「ヘッ。くちだけだな」
ソファの背もたれへ、おもいっきし頭をしずめて、ツーツー電子音が鳴るだけの電話口へ笑う。
もー、しずかすぎる家になってしまった。
放置された靴下の接する壁へ、八つ連なった付箋。
もう九つにはならない。
冷蔵庫のタッパーは一向に減らなかったし、
これからは、増えもしないんだな。
どんだけおれが、家中散らかしても、叱ってくれるヤツ、それでもちゃんと片付けてくれるしっかりもの。
だけど、毎晩えほん読んでやらなきゃ、スネちゃうヤツは、もーいない。
「はー」
ためいきがでるのはしょーがない。
生きる気力もついにわかない。
『……生きてることがツライなら
いっそちいさく死ねばいい』
なんて歌詞を思い出したが、
つづく言葉はおぼえてなかった。
たしか、死ぬことを安易に推奨するような、歌じゃなかったとおもうけど。
もー座ってるのだってくるしく、ソファのこしかけに頭をずり落とした。
ボス、とかそんな音はせず、重苦しく、チャリ、と、小銭がこすれる音がなる。
……たしか、座る度にチャリチャリ音が鳴ったら、めちゃくちゃイカす、とかそんな理由だったはずだ。

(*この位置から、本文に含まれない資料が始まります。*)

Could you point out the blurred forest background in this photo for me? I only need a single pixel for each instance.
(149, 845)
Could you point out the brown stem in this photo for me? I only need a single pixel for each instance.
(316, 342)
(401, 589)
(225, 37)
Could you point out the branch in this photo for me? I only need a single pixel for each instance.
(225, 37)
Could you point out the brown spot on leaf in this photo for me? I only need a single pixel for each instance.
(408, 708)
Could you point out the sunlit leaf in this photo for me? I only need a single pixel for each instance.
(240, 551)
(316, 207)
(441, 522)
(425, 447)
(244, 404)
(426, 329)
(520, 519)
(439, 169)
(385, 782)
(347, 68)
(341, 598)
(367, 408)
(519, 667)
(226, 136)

実際は、ヘソクリにしかみえなくて、逆にビンボーくさくなったんだけど、言い出した本人が誇らしげだったから、気にならなかった。
「は〜」
つまんない家になったな。
つまんないのはおれか?
これからどうしよう、も、あのときこーしとけば、すら、おもわないんだから、そーだろうな。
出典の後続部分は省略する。